FIG. 6 is a partial product Wallace tree compression bitmap multiplexed by an 8-bit signed multiply accumulator 2 and a 16-bit multiplier with 12-bit overflow protection processing employed by a particular embodiment of the present invention; (a) is a first-stage Wallace tree compression bitmap, (b) is a second-stage Wallace tree compression bitmap, (c) is a third-stage Wallace tree compression bitmap, and (d) is a fourth-stage Wallace tree compression bitmap.
Detailed Description
The technical solutions in the embodiments of the present invention will be clearly and completely described below with reference to the accompanying drawings in the embodiments of the present invention.
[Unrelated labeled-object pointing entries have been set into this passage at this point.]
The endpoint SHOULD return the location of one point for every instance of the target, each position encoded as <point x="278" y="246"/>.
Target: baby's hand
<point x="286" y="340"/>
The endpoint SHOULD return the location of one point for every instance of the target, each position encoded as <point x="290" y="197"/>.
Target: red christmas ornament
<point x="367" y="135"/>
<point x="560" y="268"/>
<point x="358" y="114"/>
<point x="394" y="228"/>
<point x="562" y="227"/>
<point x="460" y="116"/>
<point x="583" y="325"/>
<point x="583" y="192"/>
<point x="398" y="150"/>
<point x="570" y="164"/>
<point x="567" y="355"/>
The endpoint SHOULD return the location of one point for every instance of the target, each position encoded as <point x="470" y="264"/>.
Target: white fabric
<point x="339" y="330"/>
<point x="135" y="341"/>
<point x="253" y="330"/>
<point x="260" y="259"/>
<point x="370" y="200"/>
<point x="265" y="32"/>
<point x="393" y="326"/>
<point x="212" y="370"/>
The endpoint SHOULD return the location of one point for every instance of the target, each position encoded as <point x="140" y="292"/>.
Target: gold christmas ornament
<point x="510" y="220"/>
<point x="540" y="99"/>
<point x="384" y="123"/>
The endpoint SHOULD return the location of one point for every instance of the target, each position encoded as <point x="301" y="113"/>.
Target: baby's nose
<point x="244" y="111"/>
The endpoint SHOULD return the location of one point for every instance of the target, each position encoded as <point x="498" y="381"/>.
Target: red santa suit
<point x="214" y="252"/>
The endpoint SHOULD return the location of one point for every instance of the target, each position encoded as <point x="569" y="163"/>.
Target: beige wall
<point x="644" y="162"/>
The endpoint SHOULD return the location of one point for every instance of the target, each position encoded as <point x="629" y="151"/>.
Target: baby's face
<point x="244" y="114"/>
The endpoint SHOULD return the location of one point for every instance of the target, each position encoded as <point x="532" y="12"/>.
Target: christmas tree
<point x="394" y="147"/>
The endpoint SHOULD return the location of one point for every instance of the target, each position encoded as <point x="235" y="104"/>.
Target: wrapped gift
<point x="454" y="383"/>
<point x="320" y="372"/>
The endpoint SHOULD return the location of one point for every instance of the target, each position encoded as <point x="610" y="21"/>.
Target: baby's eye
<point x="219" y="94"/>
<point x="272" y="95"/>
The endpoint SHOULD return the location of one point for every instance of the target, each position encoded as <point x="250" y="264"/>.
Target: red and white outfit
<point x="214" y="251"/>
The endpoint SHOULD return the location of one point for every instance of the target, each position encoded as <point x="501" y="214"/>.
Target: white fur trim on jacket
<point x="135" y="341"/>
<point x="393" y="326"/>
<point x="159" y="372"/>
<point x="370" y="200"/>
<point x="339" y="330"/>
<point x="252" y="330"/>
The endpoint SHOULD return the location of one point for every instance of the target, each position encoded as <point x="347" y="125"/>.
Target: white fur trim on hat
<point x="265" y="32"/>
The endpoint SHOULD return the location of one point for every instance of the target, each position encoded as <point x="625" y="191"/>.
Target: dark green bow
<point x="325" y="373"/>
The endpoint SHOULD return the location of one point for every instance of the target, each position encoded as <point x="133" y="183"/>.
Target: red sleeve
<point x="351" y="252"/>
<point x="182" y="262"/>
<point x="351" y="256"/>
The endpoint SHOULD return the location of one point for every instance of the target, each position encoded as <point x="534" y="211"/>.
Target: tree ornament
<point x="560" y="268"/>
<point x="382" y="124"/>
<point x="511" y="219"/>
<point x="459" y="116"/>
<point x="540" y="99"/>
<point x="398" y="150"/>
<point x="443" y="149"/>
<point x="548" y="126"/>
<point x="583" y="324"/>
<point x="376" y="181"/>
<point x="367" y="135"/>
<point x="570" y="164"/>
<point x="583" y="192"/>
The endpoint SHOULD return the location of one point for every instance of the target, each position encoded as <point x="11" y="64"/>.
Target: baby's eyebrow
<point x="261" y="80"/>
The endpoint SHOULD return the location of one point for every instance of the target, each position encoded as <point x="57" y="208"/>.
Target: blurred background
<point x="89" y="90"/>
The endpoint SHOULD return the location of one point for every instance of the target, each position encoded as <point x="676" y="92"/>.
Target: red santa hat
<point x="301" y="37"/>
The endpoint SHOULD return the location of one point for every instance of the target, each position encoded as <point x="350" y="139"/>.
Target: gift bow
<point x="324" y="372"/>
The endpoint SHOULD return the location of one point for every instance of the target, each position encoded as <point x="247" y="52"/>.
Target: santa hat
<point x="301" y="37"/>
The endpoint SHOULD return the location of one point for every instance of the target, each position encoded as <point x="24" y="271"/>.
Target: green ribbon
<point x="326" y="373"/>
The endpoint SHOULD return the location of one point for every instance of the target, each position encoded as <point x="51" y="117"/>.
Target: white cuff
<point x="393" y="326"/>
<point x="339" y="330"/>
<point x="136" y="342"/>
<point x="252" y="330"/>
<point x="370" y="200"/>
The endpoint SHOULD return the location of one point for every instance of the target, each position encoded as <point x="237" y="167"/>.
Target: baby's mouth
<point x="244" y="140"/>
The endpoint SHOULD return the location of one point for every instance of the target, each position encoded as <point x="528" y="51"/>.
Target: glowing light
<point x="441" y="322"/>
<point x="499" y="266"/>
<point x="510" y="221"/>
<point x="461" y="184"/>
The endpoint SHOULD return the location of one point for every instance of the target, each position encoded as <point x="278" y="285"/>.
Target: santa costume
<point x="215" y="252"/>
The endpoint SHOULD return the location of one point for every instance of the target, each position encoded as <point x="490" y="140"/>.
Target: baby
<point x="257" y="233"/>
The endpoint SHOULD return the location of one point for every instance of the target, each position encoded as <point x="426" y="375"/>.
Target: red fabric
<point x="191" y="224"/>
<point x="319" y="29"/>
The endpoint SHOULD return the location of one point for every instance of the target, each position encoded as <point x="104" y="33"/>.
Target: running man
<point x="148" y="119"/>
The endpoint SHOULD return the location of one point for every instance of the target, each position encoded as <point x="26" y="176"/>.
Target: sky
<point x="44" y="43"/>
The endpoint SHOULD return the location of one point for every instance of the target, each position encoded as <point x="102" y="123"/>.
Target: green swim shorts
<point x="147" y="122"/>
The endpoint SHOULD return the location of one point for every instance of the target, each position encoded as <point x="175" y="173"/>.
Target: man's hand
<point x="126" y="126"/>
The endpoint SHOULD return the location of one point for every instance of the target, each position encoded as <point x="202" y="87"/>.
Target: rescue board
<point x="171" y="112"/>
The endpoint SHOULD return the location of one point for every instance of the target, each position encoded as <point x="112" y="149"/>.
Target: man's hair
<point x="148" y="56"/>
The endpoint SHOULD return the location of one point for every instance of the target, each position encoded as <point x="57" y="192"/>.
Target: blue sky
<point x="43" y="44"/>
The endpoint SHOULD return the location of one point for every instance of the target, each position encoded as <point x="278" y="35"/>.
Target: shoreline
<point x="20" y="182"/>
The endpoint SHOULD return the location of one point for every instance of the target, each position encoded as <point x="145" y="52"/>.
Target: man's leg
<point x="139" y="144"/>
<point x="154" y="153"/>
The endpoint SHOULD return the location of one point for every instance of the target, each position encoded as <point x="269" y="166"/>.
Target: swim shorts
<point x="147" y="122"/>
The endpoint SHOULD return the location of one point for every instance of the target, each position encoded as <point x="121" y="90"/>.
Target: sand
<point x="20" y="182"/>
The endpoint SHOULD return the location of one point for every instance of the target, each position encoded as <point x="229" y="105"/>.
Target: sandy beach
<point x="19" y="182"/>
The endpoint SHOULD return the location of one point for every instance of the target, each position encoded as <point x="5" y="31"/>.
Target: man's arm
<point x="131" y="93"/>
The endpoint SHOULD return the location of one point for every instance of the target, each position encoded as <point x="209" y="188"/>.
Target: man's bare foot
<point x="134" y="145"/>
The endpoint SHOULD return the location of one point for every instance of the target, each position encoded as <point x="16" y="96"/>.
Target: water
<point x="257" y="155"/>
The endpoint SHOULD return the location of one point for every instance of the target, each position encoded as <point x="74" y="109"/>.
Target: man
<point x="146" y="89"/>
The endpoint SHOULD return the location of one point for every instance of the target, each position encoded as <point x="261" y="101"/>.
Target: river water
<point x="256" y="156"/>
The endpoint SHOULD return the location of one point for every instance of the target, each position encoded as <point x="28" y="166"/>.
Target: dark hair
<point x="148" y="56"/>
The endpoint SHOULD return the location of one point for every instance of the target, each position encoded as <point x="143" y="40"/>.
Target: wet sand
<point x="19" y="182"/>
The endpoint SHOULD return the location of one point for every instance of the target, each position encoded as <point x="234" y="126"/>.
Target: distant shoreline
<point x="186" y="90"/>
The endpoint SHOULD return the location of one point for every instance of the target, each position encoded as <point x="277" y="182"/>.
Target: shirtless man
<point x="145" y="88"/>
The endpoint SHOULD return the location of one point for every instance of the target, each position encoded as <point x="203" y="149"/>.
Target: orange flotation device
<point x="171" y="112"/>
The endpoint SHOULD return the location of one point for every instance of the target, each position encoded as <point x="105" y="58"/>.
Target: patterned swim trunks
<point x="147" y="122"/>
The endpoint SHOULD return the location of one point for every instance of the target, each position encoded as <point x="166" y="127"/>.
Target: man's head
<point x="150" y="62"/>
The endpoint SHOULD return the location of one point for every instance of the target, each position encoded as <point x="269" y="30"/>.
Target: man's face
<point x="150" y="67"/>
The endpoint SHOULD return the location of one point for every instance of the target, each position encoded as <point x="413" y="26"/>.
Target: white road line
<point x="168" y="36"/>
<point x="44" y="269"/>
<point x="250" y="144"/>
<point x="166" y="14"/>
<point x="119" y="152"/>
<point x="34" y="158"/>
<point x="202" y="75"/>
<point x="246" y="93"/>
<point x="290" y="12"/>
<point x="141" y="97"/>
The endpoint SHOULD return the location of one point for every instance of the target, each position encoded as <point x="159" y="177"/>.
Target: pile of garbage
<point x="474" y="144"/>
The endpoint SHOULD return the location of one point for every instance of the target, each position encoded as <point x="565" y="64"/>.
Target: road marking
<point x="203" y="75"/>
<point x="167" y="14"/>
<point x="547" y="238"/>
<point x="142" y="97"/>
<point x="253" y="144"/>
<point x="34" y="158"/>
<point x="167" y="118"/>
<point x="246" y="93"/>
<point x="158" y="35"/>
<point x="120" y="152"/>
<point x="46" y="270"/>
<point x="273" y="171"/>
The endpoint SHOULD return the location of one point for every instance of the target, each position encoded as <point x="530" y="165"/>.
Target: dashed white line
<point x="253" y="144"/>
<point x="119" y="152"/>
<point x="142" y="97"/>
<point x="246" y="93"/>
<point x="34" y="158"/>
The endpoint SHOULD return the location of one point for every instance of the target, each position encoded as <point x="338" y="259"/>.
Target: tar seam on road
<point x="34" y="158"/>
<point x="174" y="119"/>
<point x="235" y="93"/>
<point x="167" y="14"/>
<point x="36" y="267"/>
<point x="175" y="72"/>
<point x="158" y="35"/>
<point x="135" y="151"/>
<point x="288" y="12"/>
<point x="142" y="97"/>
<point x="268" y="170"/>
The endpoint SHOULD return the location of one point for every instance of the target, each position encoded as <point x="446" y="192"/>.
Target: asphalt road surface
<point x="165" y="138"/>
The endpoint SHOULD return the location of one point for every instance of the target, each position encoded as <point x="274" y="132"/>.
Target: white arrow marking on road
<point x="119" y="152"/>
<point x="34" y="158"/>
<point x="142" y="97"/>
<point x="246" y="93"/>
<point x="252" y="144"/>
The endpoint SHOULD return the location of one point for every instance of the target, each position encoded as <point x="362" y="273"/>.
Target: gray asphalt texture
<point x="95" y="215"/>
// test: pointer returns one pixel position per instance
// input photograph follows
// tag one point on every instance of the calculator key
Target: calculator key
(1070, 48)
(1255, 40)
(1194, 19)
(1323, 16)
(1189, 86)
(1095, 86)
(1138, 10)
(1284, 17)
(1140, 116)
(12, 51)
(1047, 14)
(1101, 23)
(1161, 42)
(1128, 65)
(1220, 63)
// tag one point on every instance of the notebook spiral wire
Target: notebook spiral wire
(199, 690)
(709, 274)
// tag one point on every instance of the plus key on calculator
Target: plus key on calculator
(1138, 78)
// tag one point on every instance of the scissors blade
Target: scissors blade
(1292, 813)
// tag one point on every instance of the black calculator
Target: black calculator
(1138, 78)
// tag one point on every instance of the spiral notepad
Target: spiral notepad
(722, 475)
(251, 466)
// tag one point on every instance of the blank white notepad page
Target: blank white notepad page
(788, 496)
The invention provides a multifunctional fixed-point multiplication and multiply-accumulate operation device, which comprises an instruction decoding and data distribution module, a symbol expansion preprocessing module, a Bush encoding module, a Bush decoding module, a partial product digital distribution module, a Wallace tree module and an adder module which are sequentially arranged as shown in figure 2.
1. Instruction decoding and data distribution module
The instruction decoding and data distribution module is responsible for decoding the instruction fetched by the instruction fetching stage of the pipeline and distributing the fetched operand to different functional units for execution.
2. Symbol extension preprocessing module
The sign extension preprocessing module carries out sign extension preprocessing on operands according to operation types, carries out sign extension on signed numbers, and carries out zero extension on unsigned numbers as positive numbers; the symbol extension preprocessing module comprises an n-bit multiplication accumulation symbol extension preprocessing module and a 2 n-bit multiplication symbol extension preprocessing module.
3. Bush coding module
The Bush coding module carries out Bush coding on the preprocessed multiplicand to obtain a Bush coding result of multiplicand multiple, and the Bush coding module comprises two n-bit multiply-accumulate Bush coding modules and a 2 n-bit multiply Bush coding module.
4. Bush decoding module
The Bush decoding module performs Bush decoding on the preprocessed multiplier according to a Bush coding table shown in table 1, and combines the Bush coding result to obtain a plurality of partial products, wherein the Bush decoding module comprises two n-bit multiply-accumulate Bush decoding modules and a 2 n-bit multiply Bush decoding module.
Table 1 Bush coding Table
The input ends of the two n-bit multiply-accumulate Bush coding modules are connected with an n-bit multiply-accumulate symbol expansion preprocessing module, and the output ends of the two n-bit multiply-accumulate Bush coding modules are respectively connected with two n-bit multiply-accumulate Bush decoding modules; the input end of the 2 n-bit multiplication Bush coding module is connected with the 2 n-bit multiplication symbol expansion preprocessing module, and the output end is connected with the 2 n-bit multiplication Bush decoding module.
5. Partial product digital distribution module
The partial product digital distribution module distributes different partial product inputs to the Wallace tree module according to multiplication operation or multiply-accumulate operation.
6. Wallace tree module
The Wallace tree module is a multiplexed 2 n-bit multiplication and n-bit double-multiply-accumulate Wallace tree module with m-bit overflow protection processing.
Fig. 3 (a) and (b) each show a compression lattice diagram of a wallace tree with 4 partial products of two signed multiply-accumulate operations and a 12-bit multiply-accumulate number, and fig. 3 (c) shows a compression lattice diagram of a wallace tree with 9 partial products of 16-bit multiplication. The multiplexed 2 n-bit multiply and n-bit double multiply accumulate Wallace tree module with m-bit overflow protection processing implements Wallace tree logic of an n-bit signed multiply accumulator, an n-bit signed multiplier, and a 2 n-bit multiplier as shown in FIG. 3 in a 2 n-bit multiply and n-bit multiply accumulate Wallace tree logic as shown in FIG. 4 (b), and the compressed bitmap may exhibit this multiplexing relationship.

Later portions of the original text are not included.